Well, should "nation" be preceded by the singular or the plural?

Data and a hypothesis below.

Google overwhelmingly says singular in most cases:

'Raider nation': 19,400 hits/'Raiders nation': 523

'Steeler nation': 33,600/'Steelers nation': 408

'Yankee nation': 6160/'Yankees Nation': 104 ('Yankee Nation' includes some false positives)

An exception would seem to be 'Rams Nation: 5940/'Ram Nation': 4620 (many for Colorado State)

Ambiguous: 'Patriot Nation': 4690/'Patriots Nation': 2050 ('Patriot Nation' contains many false positives, but not as many as I'd expect)

Thrown out for tiny sample size: '49ers nation':7/'49er nation': 1

Thrown out for way too many false positives: 'Eagle Nation' (none of the top 10 hits have to do with Philly football)

It seems to me as though English often calls for singular nouns in adjectival uses: If you sell cars, you're a car salesperson, not a cars salesperson.
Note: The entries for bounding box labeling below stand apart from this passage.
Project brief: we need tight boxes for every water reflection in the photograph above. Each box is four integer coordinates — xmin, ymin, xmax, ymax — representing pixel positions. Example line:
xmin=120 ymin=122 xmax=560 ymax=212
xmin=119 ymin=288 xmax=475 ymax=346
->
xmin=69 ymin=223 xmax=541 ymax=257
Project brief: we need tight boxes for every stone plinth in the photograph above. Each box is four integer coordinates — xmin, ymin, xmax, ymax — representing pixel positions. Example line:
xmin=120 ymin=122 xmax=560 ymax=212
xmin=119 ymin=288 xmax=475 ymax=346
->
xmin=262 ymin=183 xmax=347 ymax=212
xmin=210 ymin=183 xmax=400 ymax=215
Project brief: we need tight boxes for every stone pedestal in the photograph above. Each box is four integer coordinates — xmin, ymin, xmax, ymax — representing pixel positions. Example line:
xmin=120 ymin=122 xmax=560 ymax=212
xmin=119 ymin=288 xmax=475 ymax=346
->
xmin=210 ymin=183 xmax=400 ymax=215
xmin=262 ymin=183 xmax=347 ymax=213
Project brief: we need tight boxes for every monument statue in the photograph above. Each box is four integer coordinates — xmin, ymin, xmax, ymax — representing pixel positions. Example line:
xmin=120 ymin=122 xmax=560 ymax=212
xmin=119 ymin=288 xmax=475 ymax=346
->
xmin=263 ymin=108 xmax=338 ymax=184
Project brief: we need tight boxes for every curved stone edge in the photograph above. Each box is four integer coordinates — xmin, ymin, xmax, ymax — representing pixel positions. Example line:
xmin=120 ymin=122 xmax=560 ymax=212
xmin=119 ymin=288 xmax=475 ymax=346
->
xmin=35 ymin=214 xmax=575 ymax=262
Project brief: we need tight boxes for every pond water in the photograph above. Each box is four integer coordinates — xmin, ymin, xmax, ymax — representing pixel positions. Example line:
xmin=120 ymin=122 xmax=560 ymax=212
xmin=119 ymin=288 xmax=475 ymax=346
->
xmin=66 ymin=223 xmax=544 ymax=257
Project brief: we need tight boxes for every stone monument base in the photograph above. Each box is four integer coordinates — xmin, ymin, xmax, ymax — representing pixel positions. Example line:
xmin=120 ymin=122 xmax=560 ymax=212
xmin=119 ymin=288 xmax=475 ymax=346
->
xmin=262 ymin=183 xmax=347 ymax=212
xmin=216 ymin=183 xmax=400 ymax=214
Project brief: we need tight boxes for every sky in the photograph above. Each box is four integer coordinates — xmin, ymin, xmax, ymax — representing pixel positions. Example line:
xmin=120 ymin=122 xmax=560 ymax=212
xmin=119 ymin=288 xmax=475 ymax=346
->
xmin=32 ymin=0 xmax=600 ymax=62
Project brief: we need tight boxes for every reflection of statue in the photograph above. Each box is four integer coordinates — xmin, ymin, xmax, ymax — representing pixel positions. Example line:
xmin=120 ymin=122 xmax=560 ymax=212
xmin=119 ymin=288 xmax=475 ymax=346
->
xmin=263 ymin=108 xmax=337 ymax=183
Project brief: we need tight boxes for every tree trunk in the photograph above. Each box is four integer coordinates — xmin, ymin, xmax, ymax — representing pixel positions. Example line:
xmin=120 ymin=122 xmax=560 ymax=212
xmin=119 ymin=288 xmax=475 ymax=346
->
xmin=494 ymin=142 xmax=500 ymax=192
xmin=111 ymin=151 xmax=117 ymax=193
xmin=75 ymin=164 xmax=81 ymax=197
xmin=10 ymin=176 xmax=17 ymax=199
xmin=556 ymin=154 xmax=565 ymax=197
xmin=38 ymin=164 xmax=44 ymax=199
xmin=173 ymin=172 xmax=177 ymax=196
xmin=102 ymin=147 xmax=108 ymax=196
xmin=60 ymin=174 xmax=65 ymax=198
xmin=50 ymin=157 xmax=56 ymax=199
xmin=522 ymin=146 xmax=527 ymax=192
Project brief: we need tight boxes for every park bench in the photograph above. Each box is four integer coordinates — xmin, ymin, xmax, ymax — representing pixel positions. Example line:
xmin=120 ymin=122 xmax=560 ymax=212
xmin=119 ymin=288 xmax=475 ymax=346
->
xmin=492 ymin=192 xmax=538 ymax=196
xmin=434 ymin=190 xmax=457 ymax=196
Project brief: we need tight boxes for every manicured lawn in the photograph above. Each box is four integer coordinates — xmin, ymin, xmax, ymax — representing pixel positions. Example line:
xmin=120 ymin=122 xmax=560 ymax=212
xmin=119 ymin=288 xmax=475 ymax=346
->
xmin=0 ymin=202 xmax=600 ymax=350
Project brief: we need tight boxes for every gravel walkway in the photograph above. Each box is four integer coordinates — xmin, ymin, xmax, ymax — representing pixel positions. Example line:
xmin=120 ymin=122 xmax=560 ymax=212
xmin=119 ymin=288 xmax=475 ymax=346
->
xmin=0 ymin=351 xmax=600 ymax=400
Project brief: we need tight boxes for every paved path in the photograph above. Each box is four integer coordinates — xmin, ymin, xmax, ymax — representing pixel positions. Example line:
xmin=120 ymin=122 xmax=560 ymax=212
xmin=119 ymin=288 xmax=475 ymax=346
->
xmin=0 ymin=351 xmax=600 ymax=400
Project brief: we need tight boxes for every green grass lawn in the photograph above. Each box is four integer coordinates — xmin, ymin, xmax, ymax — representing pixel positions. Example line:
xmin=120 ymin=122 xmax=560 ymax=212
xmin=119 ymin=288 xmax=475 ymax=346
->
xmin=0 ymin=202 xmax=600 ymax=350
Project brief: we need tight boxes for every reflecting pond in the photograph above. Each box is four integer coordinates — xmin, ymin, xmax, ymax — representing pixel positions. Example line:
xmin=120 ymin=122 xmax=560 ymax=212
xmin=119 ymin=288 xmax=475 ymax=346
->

On the other hand, here the idea is that you root for the Steelers, not for individual Steelers, so that might provide a reason to use the plural. Still, the singular seems to be in the ascendancy on this extremely limited sample.

Looking at origins won't tell us much, because probably the original of all Sports Team Nations is Red Sox Nation with 164,000 hits. And 'Red Sox' is a morphological mystery, to me anyway. Is it singular? Plural? A mass noun? Who knows? Anyone?

Clarification on the "Singular/Plural Nation" phenomenon would also be welcome and I think only fair.

*At least, I think it's morphology. I'm not sure.

Posted by Matt Weiner at 02:17 PM | Comments (2)

Tuesday Morning Quarterbacking

Or, if you've got nothing else to say, nitpick.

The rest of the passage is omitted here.